Unable to write to cluster when DNS routes to a slave node

I have a set of three cluster nodes running 3.0.3 on linux (Ubuntu 14.04) on AWS.

I start them with:

/usr/lib/event-store/clusternode --config config.yml --http-prefixes=http://eventstore.staging.my.local:2113/

``

$ cat /usr/lib/event-store/config.yml

Error forwarding requests generally means that the things can’t talk to each other using the combination of addressing and accepted HTTP prefixes. Can you try this with using * for the hostname instead of eventstore.staging.my.local too?

This HTTP prefixes stuff is a Windowsism which is crossing into the Unix world and provides a lot of pain for no benefit (to my mind).

James

I’ve explored using * for the hostname as well (in fact that’s what I generally use), but the result was the exact same.

This is answered in another post I think (maybe the list)

I believe this is the forwarding bug I fixed and is in dev already

Can you run dev and verify it does not have this same issue?

No, I was never able to get dev built (I’ve never used any Microsoft family development tools so struggled for too many hours to get mono set up right for the actual mono packaging). So I just sized the cluster down to one node and was waiting for the next release.

What environment are you in? setting up mono is pretty easy for most
(brew install/installer for max/apt-get for ubuntu etc)

Ubuntu. I could build ES fine - well, I thought so, since the exit code was 0 of the ./build.sh full process but I guess I got burned on the next step (package-mono) by the same assumption.

When I ran the run-tests.sh script, it seems that most of the tests pass and most of the log output is not obviously erroneous, so SOMETHING built. I just am not sure what.

But for the package-mono, I got some hints about what was missing, but then couldn’t figure out what to set my PKG_CONFIG_PATH to. Like I said, total ignorance of mono.

And today looking at it again, it looks like I have mono 3.2.8, and it is broken:


$ /usr/bin/mono-test-install

Active Mono: /usr/bin/mono

Failed to compile sample System.Drawing program, your installation is broken

So I don’t know.
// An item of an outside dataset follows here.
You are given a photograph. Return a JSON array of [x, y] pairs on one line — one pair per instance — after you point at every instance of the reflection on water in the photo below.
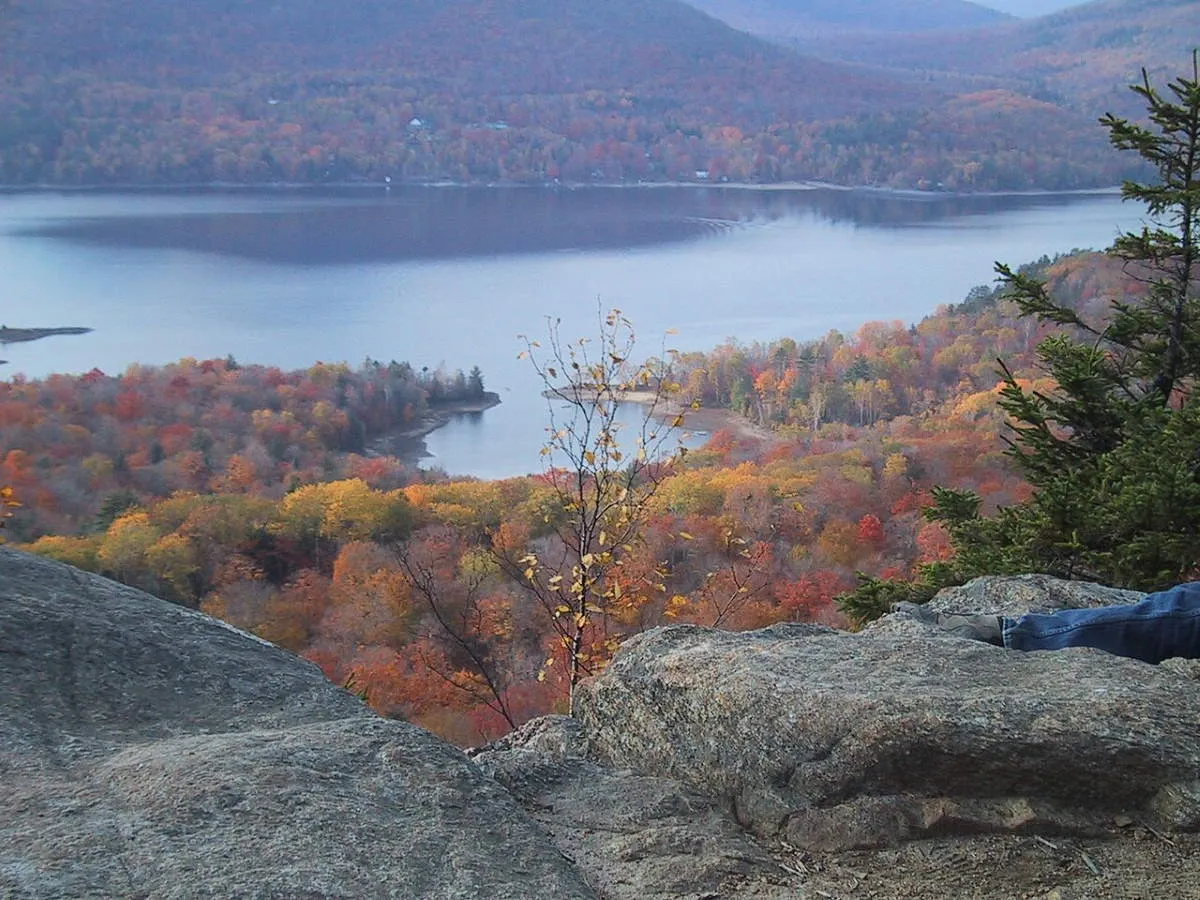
[[448, 277], [340, 227]]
Just a mess, I think.

You don't need to package mono you can run the node after its built.

from root

mono ./bin/clusternode/EventStore.ClusterNode.exe

if you want to use projections you also need to export LD_LIBRARY_PATH
to include the above folder.

Cheers,

Greg

Right. I don’t have my build system in a cluster, and I don’t have build tools on my cluster machines, so it would not be trivial to do that experiment.
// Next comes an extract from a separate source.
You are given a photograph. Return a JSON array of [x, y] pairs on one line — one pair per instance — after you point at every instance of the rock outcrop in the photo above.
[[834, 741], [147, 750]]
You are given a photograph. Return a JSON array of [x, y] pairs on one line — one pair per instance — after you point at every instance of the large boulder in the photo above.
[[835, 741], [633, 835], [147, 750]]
I’m optimistic that you got it fixed and the next release will be out before I need to work on clustering again.

I don’t have my build system in a cluster

You dont need them in a cluster

But this was being caused by AWS networking/DNS resolution, I thought. That would suggest that I would need to exercise that part of the system in order to confirm whether or not this is resolved. I’ve never seen this happen on my vagrant VM on my laptop that I use as a build environment.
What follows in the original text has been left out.